Primary amebic encephalitis and granulomatous amebic encephalitis are central nervous system infections caused by free-living amebae.
They have distinctive epidemiology,
pattern of presentation,
clinical course,
pathology,
and imaging findings.
Granulomatous amoebic encephalitis (GAE),
also referred to as cerebral amoebiasis,
is caused by free-living amoebae such as Acanthamoeba spp (main cause), Balamuthia mandrillaris and Sappinia pedata. It is a distinct clinical syndrome to primary amoebic meningoencephalitis (PAM),
which is an acute illness that presents like a severe bacterial meningoencephalitis and is caused by Naegleria fowleri.
GAE has a gradual and highly variable subacute-chronic course over weeks and months.
It is known to occur in patients who are debilitated or immunocompromised by AIDS,
chemotherapy,
or steroid therapy. The clinical course is characterized by a long duration of focal neurologic symptoms unlike the rapid progression and fulminant course of patients with PAM.
The symptoms include: headache,
low fever,
seizures,
hemiparesis,
and coma leading to eventual death. It has been posited that the skin and olfactory neuroepithelium serve as portals of entry,
and occasionally,
an inflammatory process may indeed be observed at these primary foci.
Skin lesions,
such as plaques over the face, may especially be prominent in patients with GAE due to Balamuthia mandrillaris. Furthermore,
as GAE commonly coincides with other CNS infectious diseases,
the clinical presentation could be even more variable due the other associated comorbidities. Although lumbar puncture is generally contraindicated for patients who present with a focal intracranial lesion,
when CSF can be obtained,
the following may be seen: pressure slightly elevated, presence of lymphocytes and plasma cells, glucose levels are usually low, moderately high protein levels. PCR of the cerebrospinal fluid can be diagnostic.

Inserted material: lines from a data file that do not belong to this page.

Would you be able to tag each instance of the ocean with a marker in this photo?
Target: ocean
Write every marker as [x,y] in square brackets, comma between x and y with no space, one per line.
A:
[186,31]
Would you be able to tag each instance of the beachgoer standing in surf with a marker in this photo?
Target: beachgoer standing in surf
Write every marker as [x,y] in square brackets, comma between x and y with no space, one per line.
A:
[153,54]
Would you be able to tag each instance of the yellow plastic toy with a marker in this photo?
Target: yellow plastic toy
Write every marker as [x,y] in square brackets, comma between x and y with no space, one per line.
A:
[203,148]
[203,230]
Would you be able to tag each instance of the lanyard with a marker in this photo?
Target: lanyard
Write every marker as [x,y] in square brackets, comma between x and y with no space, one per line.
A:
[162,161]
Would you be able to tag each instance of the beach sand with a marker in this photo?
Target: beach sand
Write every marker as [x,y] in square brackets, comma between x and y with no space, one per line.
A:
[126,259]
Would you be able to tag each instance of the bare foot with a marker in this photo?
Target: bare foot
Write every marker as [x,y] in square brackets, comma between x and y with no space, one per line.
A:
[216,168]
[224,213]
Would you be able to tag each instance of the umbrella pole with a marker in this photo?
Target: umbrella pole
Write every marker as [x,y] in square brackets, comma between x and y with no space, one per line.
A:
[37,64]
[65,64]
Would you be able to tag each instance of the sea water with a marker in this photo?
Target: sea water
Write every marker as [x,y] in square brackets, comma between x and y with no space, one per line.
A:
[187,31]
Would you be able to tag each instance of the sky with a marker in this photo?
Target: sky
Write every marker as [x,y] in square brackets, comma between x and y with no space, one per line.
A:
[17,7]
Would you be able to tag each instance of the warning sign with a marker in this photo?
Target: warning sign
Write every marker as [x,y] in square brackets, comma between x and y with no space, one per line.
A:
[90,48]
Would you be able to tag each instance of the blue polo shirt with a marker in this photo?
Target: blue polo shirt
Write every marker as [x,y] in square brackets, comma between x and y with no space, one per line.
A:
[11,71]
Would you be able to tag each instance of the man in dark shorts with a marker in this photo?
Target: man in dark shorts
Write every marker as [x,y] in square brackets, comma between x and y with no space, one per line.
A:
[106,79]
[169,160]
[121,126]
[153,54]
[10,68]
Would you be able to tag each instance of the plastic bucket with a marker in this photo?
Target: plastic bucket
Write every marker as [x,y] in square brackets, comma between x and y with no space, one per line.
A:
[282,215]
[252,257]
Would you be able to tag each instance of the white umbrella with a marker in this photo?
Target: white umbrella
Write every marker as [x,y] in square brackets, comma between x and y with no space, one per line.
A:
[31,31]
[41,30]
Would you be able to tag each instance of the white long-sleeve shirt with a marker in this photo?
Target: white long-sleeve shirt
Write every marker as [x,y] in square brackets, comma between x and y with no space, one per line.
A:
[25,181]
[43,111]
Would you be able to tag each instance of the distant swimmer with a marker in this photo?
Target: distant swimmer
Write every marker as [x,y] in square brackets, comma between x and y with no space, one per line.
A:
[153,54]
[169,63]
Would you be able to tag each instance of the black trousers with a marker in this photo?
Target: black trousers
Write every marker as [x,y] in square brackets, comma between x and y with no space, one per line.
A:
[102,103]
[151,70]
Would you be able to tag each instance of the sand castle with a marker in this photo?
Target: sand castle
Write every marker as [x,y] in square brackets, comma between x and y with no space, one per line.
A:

The approach to treatment is uncertain and is based on case report-level evidence.
A variety of antifungal and antiparasitic agents may be trialled in combination.
Neurosurgical intervention may also be sought.
PAM is caused by Naegleria fowleri,
with most patients having an acute onset of symptoms with rapid progression and almost always fatal meningoencephalitis within 48–72 hours.
The affected patients are children and young adults with no immunologic compromise.
The mode of entry of these thermophilic organisms is through the olfactory tract during contact with contaminated water. It presents similarly to a severe and highly aggressive bacterial meningoencephalitis,
with common clinical features including severe headache,
high fever,
nuchal rigidity,
nausea,
vomiting,
photophobia,
cranial nerve palsies,
change in mental status,
seizures,
and clinical signs of meningeal irritation. Characteristic lumbar puncture findings include: neutrophilia, presence of red blood cells (especially as the disease progresses), markedly low glucose levels, moderately high protein levels.The approach to treatment is uncertain and is based on case report-level evidence.
A variety of antifungal and antiparasitic agents may be trialled in combination.
Prognosis is often very poor even with treatment.